A 3-D rendering of pembrolizumab monoclonal
antibody drug protein, an immune checkpoint inhibitor targeting PD-1.
molekuul_be / shutterstock.com

CHICAGO—The body of literature on immunosuppressive drugs used to treat cancer and autoimmune diseases is growing, helping bring some clarity to their effects on the immune system and how well they work in patients. This has helped refine the questions that further research must answer, said an expert at the 2018 ACR/ARHP Annual Meeting.

The need for reliable information to guide clinicians is obvious: A “tidal wave of cancer immunotherapy” is hitting, with the approach now considered the fourth pillar of cancer treatment alongside the mainstays of surgical removal, chemotherapy and radiation, said Leonard Calabrese, DO, head of the Clinical Immunology Division at Cleveland Clinic, Ohio.

When activated, immune checkpoints, such as CTLA4 and PD-1 (the two prominent players in cancer treatment thus far), downregulate activated T cells, tamping down the immune response. Inhibiting them enhances the immune response. More than 160 checkpoint inhibitors (CPIs) are in preclinical and clinical trials, so their presence on the cancer stage will grow more pronounced, Dr. Calabrese said.

These two categories of CPIs, research suggests, impose their effects in different ways that could have important clinical meaning, he said.

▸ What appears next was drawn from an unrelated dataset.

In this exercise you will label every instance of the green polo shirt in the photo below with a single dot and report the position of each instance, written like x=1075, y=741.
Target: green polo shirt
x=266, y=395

A recent review described the effect of CTLA-4 inhibition (as well as chimeric antigen receptor [CAR] T cells) as “immuno-enhancement,” and that of PD-1 and PD-L1 inhibitors as “immuno-normalization.”¹

The authors describe immunity as water flowing through a pipe and cancer as a plug in the pipe once it “gets the upper hand,” Dr. Calabrese said. CTLA-4 inhibition relies more on increasing the water pressure to push out the plug—that is, revving up the immune system to fight the tumor—whereas PD-1 and PD-L1 inhibition is more like simply removing the plug, or steering the immune response more directly at the tumor.

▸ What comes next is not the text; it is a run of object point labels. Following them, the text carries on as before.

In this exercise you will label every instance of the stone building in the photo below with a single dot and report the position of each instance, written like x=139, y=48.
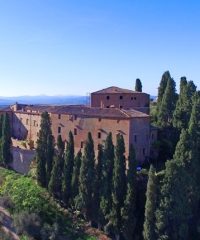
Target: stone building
x=112, y=110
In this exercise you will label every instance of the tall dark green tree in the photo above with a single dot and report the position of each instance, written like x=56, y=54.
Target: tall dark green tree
x=167, y=106
x=76, y=174
x=44, y=151
x=138, y=85
x=162, y=87
x=87, y=179
x=183, y=109
x=107, y=174
x=55, y=183
x=68, y=170
x=150, y=207
x=98, y=186
x=128, y=210
x=174, y=212
x=119, y=186
x=6, y=143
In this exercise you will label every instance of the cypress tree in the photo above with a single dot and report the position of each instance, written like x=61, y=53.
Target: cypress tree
x=168, y=104
x=76, y=174
x=44, y=151
x=119, y=186
x=98, y=186
x=138, y=85
x=68, y=170
x=87, y=179
x=128, y=211
x=1, y=125
x=162, y=87
x=55, y=183
x=49, y=156
x=183, y=109
x=107, y=174
x=174, y=211
x=150, y=207
x=6, y=142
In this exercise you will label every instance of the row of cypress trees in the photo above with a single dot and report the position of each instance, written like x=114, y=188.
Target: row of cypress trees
x=173, y=195
x=100, y=188
x=5, y=141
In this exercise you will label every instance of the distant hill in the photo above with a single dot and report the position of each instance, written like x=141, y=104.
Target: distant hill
x=49, y=100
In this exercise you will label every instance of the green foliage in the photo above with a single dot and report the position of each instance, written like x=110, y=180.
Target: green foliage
x=150, y=207
x=5, y=154
x=44, y=151
x=68, y=170
x=167, y=105
x=119, y=185
x=183, y=109
x=107, y=174
x=76, y=174
x=128, y=211
x=87, y=179
x=138, y=85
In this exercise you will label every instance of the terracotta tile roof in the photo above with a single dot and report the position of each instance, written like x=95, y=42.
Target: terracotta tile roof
x=81, y=110
x=113, y=89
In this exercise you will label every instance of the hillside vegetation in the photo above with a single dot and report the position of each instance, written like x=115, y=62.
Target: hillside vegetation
x=35, y=215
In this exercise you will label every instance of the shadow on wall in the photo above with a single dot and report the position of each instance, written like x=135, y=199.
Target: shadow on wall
x=22, y=159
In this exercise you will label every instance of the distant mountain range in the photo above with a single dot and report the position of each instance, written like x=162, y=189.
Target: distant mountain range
x=48, y=100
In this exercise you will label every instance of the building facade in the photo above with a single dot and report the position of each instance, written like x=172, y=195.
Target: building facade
x=116, y=112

“Until recently, all immunotherapy was considered immune enhancement; in other words, pushing the immune system through,” Dr. Calabrese said. “The introduction, particularly of PD targeting, … should be reconceptualized as to actually immune-normalize … because most of the activity is going on within the tumor microenvironment.”

Researchers are busy trying to tackle the question of how closely checkpoints and autoimmunity are linked. “The real action right now is in … trying to frame important questions to answer whether there is evidence checkpoints’ dysfunction is operative in the pathogenesis of autoimmune disease, and, in particular, rheumatic autoimmune disease,” he said.